Last trip to the mount
BEING followed into service stations and approached by strangers would normally be nerve wracking in such an expensive car. But you soon get used to it in HSV’s GTSR W1 — the $170,000 Holden.
Everyone wants to get a closer look at the fastest, most powerful and priciest car Australia has ever built.
“Mate, is that really a W1? I’d never thought I’d see one,” says HSV owner Mitch Miller (bottom right), a farmhand from Temora, when he spots us at the service station on the Hume Highway near Yass.
“I just figured most of these would get locked up and no one would drive them.”
As with many Holden diehards across Australia, Miller bought his V8 sedan “before it was too late”.
“I had a LandCruiser before this, and that’s more practical for what I do, but I just had to buy one before we don’t have a car industry anymore.”
We’re not sure if he’s justifying this to us or girlfriend Mandy Turner.
He’s not alone. Holden has all but sold out of its V8s as the shutdown of the Commodore assembly line in Elizabeth South Australia looms on October 20.

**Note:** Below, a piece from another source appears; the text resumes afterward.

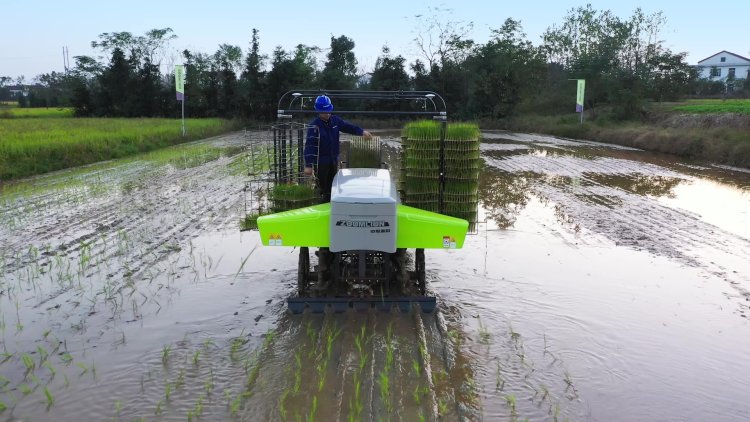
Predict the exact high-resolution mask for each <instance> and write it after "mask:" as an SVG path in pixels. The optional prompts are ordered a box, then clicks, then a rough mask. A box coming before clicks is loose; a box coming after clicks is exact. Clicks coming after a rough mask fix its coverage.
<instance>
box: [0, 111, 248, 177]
mask: <svg viewBox="0 0 750 422" xmlns="http://www.w3.org/2000/svg"><path fill="white" fill-rule="evenodd" d="M185 124H186V128H187V129H186V130H187V136H186V137H184V138H183V137H182V134H181V128H180V120H178V119H124V118H98V119H93V118H92V119H73V118H59V117H38V118H17V119H16V118H13V119H3V120H1V121H0V180H11V179H17V178H21V177H26V176H30V175H34V174H41V173H46V172H50V171H54V170H60V169H64V168H69V167H75V166H79V165H83V164H89V163H94V162H98V161H104V160H110V159H113V158H120V157H125V156H128V155H133V154H136V153H139V152H145V151H152V150H155V149H159V148H163V147H166V146H169V145H174V144H179V143H182V142H186V141H190V140H195V139H201V138H205V137H209V136H214V135H218V134H220V133H224V132H228V131H230V130H233V129H235V126H234V125H235V123H233V122H230V121H226V120H221V119H187V120H186V122H185Z"/></svg>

The 2018 Commodore will have four-cylinder or V6 power — and no V8.
The W1 is no ordinary Holden. It has a race-bred supercharged V8, the biggest brakes fitted to a local production car and the widest, stickiest tyres.
We’re making a sentimental journey, driving from HSV headquarters in Melbourne, to Sydney via Canberra — which many car enthusiasts blame for killing the local car industry — with a detour to Bathurst’s Mount Panorama, the mecca of Australian motorsport.
It was there that Holden and Ford built their reputations since the 1960s.
Heading north on the Hume Highway, we pass a convoy of trucks carrying Australianmade Toyota Camry sedans. They’ll be gone too, soon. Toyota shuts its Altona facility two weeks and three days before Holden. Camrys will be imported from Japan.
The Yass fuel stop is our first reminder this is not your average V8, slurping 13L/100km at cruising speeds — about 30 per cent more than other V8s and twice as thirsty as a small car, not that buyers will care.
That’s the trade-off for fuelling the most responsive engine to be fitted under an Australian bonnet. Floor the throttle and the exhaust sounds genuinely like a V8 Supercar.
The acceleration is mindboggling for what is almost a two-tonne sedan.
We match HSV’s claim of 0-100km/h in 4.2 seconds, although it takes several attempts to get the launch right on warm tyres.
The race-ready “semi slick” rubber, great in the dry, can be dicey in the wet. But it’s these tyres and the race-tuned suspension that endow the W1’s steering with the reflexes of a lighter and smaller hot hatch.
Incredibly, it’s not bonejarring over bumps.
It’s apparent on our journey Australia has changed a lot since Holden and Ford accounted for half the cars on our roads. Now, fewer than one in 10 new cars sold is a Holden or a Ford.
Country towns have boarded up shops. Small petrol stations have disappeared, leaving only concrete plinths where bowsers once stood.
We do a symbolic lap of Parliament House in Canberra and ponder what might have been if, in December 2013, then treasurer Joe Hockey had not goaded General Motors into shutting down Holden’s factory with his infamous “either you’re here or you’re not” speech.
Spooked, Holden announced its shutdown the next day, triggering Toyota to shut its factory, and with it an entire industry.
Taxpayers had tipped more than $2 billion into Holden over the past 10 years alone. And still it struggled to make a profit.
On the way out of Canberra we’re stopped for a random breath test. Despite driving Fords, the boys in blue are admiring the W1 — and are as sad as we are about the loss of the best priced performance sedans in the world.
Police departments across the country are still grappling with what will replace their highway patrol cars.
We meander over the Great Dividing Range then head to Bathurst, for decades the destination for road tests of important new Holden and Ford models and, now, the last of their breed.
Our sole symbolic lap of the mountain is at the 60km/h speed limit. The sound of the supercharged LS9 V8 and the loudest exhaust we’ve ever heard on an Aussie car echoing off the concrete walls make the trip worthwhile.
With mixed emotions, I ponder why Holden Special Vehicles saved the best until last. Would more cars like this have saved the industry?
Sadly not. Cars like this existed because, historically, fleets and families bought so many of the regular models.
Those cars were the blank canvas for the Holden and Ford fast-car divisions.
But that all came to an end as our tastes moved to small cars, SUVs and utes.
Soon, cars like this will be gone forever. RIP Australian car industry.